Chauve souris de la lune
There is an intense and consuming stupidity within almost everything George Monbiot writes, the lumpen prose devoid of both doubt and humour. Doubt and humour are blood brothers, of course – and enemies of the kind of bovine certitude which Monbiot peddles, a cacophony of privately educated green tinged nepo leftism to which the majority of the country is rightly averse.

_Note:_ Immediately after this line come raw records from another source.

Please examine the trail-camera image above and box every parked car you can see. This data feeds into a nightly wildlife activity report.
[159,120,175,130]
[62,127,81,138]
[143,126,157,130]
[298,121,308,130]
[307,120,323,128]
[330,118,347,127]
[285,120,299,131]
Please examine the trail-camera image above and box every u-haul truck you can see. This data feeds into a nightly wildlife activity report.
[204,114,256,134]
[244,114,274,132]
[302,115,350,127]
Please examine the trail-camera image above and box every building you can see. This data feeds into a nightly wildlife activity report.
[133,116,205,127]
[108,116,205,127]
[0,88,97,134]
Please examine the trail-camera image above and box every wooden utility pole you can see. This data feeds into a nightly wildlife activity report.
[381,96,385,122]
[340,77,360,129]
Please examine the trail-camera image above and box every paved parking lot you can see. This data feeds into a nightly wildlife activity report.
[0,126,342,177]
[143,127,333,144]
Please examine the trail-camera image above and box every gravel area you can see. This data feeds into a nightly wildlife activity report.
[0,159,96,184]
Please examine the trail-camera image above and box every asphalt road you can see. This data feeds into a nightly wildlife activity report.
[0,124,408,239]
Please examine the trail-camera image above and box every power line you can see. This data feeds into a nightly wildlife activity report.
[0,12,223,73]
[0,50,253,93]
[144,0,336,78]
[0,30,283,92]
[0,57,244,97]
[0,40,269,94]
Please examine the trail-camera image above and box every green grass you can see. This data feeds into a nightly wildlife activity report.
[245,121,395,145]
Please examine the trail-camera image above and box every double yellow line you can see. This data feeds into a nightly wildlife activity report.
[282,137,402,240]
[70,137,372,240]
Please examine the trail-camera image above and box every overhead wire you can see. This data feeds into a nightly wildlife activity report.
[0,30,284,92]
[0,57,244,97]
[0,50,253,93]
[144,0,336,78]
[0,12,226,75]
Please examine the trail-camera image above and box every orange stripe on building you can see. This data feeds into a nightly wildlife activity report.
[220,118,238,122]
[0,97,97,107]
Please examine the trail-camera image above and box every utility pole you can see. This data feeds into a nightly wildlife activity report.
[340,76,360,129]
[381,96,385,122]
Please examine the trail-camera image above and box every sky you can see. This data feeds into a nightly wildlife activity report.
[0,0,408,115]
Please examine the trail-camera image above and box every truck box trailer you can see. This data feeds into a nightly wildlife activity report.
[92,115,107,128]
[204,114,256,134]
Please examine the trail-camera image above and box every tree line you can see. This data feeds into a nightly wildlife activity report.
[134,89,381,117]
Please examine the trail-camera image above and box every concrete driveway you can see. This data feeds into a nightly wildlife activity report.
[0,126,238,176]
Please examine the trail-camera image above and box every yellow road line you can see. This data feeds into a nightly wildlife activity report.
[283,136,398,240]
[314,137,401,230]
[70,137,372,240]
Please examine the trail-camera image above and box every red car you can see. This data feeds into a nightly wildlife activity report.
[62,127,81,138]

Doubt and humour are blood brothers, of course – and enemies of the kind of bovine certitude which Monbiot peddles
I mention the chauve souris de la lune because he wrote a piece in the only publication which can stomach his idiocies, the Guardian, suggesting that my article about Glastonbury last week was – I think I’ve got this right – the beginning of a process to actually nuke Glasto and all the people at the festival. And that I was hiding behind humour. The real point of the piece, which Monbiot, being thick, missed was to contrast the two opposing views of ‘Glasto’ – the BBC’s view, which is that it is the country ‘coming together’ and the widespread views of recusants who believe it to be a convocation of hugely irritating people whose views are not shared by the majority. For Monbiot, though, it was simply an opportunity to peddle a lie that I thought nuking Glasto might not be a bad idea, all things considered. But then, of course, if you are unable to respond like a normal being to humour, you are unlikely to understand very much at all.
Incidentally, I am still waiting for that absurd woman from Brighton to be charged with wasting police time.